Weitere Sounds sind: Stratocaster (u. a. Jimi Hendrix, Eric Clapton), Male Falsetto (Beispiel Bee Gees mit «Stayin’ Alive»), Stutter Effect (Britney Spears «Til The World Ends») oder Scratch (Mariah Carey mit «Honey»).

Geliebt und gehasst

«Was mich fasziniert, ist der Clap-Sound», meint Brockhaus. «Der wurde zuerst von Hand ­gemacht, dann kam er aus den Drum Machines, und heute wird er wieder manuell eingesetzt.» Es gebe Sounds – wie etwa der Orchestra Hit –, die sich lange gehalten hätten. Andere wiederum seien nur für kurze Zeit aufgetaucht.
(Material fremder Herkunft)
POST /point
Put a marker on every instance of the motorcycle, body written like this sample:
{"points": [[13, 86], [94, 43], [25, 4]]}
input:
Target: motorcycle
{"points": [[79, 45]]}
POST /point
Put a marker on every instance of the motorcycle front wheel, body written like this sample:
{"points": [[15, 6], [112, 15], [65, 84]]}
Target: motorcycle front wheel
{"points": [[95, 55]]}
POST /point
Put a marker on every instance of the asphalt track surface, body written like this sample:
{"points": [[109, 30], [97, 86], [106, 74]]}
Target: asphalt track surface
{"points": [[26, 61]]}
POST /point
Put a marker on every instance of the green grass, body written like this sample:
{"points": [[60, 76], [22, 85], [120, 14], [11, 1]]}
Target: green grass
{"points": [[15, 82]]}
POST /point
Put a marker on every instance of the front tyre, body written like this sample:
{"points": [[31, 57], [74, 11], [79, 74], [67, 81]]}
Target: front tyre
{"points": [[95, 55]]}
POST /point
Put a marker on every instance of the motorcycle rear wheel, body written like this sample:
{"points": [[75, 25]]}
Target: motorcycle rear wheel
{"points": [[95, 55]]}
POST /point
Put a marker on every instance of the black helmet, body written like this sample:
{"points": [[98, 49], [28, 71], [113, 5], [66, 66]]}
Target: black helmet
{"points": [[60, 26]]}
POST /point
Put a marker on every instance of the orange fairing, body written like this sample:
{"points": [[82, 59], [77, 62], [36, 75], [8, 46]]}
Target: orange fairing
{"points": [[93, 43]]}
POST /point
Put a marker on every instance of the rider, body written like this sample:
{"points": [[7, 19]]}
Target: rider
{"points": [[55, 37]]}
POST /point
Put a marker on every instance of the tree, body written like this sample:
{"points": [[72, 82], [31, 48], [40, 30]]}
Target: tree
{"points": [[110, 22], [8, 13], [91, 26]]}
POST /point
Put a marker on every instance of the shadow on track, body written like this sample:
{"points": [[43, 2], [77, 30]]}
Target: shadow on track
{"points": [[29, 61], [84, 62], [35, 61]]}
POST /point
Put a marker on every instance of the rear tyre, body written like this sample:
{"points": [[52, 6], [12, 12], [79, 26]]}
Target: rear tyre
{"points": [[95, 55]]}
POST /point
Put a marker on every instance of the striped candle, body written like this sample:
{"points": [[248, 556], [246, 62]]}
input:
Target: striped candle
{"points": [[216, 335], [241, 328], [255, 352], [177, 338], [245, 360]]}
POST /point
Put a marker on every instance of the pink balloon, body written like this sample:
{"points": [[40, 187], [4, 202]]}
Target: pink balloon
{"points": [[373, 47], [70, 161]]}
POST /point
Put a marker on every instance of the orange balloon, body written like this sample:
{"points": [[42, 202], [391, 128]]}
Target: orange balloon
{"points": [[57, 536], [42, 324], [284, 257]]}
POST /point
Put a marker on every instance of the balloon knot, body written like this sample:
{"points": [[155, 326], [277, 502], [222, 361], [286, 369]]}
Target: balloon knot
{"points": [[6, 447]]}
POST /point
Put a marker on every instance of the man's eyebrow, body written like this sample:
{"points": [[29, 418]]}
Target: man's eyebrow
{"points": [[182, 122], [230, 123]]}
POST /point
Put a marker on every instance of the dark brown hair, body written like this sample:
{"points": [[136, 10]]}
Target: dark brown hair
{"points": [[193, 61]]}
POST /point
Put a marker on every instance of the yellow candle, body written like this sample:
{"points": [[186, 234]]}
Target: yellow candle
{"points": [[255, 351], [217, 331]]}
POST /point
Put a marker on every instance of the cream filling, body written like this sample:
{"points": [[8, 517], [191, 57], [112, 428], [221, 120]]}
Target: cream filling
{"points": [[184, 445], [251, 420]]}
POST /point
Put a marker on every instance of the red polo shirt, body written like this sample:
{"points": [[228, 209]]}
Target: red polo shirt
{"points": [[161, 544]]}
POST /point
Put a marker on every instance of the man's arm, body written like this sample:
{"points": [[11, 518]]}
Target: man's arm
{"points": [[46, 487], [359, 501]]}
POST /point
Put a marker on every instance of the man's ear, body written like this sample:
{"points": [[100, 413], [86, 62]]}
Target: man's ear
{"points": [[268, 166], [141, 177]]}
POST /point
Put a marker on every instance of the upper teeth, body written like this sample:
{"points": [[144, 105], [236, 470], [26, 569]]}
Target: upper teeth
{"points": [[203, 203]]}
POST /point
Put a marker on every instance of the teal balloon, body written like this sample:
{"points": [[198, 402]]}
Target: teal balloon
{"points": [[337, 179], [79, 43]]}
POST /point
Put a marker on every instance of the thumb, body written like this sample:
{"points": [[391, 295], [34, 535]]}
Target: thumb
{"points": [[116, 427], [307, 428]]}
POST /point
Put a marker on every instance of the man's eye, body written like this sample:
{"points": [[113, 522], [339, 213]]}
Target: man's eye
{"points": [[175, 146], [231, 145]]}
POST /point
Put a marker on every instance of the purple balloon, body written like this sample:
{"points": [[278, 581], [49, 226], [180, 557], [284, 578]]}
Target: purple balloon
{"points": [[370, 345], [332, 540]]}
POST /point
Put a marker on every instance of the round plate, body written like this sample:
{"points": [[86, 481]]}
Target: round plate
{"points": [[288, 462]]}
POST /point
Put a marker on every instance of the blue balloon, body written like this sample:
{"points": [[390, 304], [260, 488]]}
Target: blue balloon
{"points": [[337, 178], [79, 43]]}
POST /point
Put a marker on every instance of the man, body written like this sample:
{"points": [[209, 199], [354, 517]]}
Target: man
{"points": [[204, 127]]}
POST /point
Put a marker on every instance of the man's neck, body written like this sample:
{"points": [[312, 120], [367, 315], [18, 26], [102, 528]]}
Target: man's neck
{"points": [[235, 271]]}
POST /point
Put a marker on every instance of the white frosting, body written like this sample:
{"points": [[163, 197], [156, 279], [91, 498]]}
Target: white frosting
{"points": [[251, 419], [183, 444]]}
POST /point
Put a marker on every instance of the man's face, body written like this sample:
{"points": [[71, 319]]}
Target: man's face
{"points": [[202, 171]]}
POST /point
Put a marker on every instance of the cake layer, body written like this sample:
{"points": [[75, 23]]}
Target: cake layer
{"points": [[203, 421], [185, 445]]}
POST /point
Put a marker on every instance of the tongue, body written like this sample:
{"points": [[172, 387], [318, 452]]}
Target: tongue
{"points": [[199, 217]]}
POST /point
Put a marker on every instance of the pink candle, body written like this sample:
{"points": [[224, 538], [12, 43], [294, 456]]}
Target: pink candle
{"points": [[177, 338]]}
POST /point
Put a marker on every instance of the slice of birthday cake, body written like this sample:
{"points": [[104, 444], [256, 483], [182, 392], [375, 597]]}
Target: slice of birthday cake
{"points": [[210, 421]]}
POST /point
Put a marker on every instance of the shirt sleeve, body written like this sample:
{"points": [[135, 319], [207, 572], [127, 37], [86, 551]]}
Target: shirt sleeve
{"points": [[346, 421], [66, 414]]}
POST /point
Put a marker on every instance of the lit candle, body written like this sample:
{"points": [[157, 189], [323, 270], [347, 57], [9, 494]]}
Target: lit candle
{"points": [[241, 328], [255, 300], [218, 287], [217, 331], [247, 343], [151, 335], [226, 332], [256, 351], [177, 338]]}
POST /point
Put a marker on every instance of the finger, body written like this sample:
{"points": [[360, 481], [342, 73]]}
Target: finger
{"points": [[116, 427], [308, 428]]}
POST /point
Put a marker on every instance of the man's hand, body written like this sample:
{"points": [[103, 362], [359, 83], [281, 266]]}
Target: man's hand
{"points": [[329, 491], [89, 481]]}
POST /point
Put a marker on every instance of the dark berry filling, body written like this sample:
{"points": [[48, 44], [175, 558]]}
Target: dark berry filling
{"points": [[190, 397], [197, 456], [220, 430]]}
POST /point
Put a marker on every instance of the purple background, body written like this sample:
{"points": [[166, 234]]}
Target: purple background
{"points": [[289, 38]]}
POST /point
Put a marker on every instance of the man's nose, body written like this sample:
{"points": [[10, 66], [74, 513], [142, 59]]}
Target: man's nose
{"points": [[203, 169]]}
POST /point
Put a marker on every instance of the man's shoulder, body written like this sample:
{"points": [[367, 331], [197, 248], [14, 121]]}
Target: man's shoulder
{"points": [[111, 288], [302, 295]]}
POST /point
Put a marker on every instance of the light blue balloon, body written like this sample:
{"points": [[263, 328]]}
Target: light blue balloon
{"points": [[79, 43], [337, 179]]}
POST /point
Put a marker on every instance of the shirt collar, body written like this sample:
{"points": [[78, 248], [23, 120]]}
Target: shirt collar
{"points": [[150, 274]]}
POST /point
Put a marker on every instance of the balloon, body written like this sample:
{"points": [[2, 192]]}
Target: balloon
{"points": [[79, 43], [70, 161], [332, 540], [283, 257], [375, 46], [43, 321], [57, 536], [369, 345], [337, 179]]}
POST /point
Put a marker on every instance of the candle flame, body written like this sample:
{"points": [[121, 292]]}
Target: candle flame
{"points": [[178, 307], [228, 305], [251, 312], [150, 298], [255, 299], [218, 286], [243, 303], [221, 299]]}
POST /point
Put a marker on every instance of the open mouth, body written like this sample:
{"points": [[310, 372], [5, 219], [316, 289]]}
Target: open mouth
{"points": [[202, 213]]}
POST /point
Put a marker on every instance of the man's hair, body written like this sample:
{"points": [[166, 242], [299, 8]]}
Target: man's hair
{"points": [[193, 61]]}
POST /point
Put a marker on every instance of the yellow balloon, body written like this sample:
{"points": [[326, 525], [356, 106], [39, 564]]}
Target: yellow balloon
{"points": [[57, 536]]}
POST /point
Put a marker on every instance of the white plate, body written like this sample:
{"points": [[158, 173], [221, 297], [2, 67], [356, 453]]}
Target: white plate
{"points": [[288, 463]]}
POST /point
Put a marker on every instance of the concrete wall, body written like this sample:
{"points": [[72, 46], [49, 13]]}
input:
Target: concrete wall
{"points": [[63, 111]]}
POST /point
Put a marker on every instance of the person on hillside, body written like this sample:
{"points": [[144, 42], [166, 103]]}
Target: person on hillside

Der E-Piano-Sound (Whitney Houston, Phil Collins), der die 1980er-Jahre repräsentiere, sei vom Publikum ambivalent auf­genommen worden. «Er wurde von vielen geliebt, von anderen gehasst, weil er als steril empfunden wird», weiss Brockhaus.

Buch und Museumsprojekt

In seiner Arbeit zeigt er die jeweiligen Zeiträume auf, in denen die entsprechenden Sounds in Mode waren. Er zeigt die Entstehungsgeschichte, zeigt, welche Musikerinnen und Musiker wann und wie oft mit welchen Sounds für Furore sorgten. Zudem hat Immanuel Brockhaus etliche Interviews mit Musikern und Musikproduzenten in Europa und den USA gemacht und über die Entwicklung von Sounds diskutiert.

Ein Anliegen sei ihm auch, dass sich durch seine Arbeit Musikkonsumentinnen und -konsumenten sensibilisierten und besser hinhörten, wenn sie einen Song abspielen. Brockhaus will seiner Dissertation auch ein weniger wissenschaftliches Buch für die Allgemeinheit folgen lassen. Zudem hegt er den Plan eines Museumsprojekts.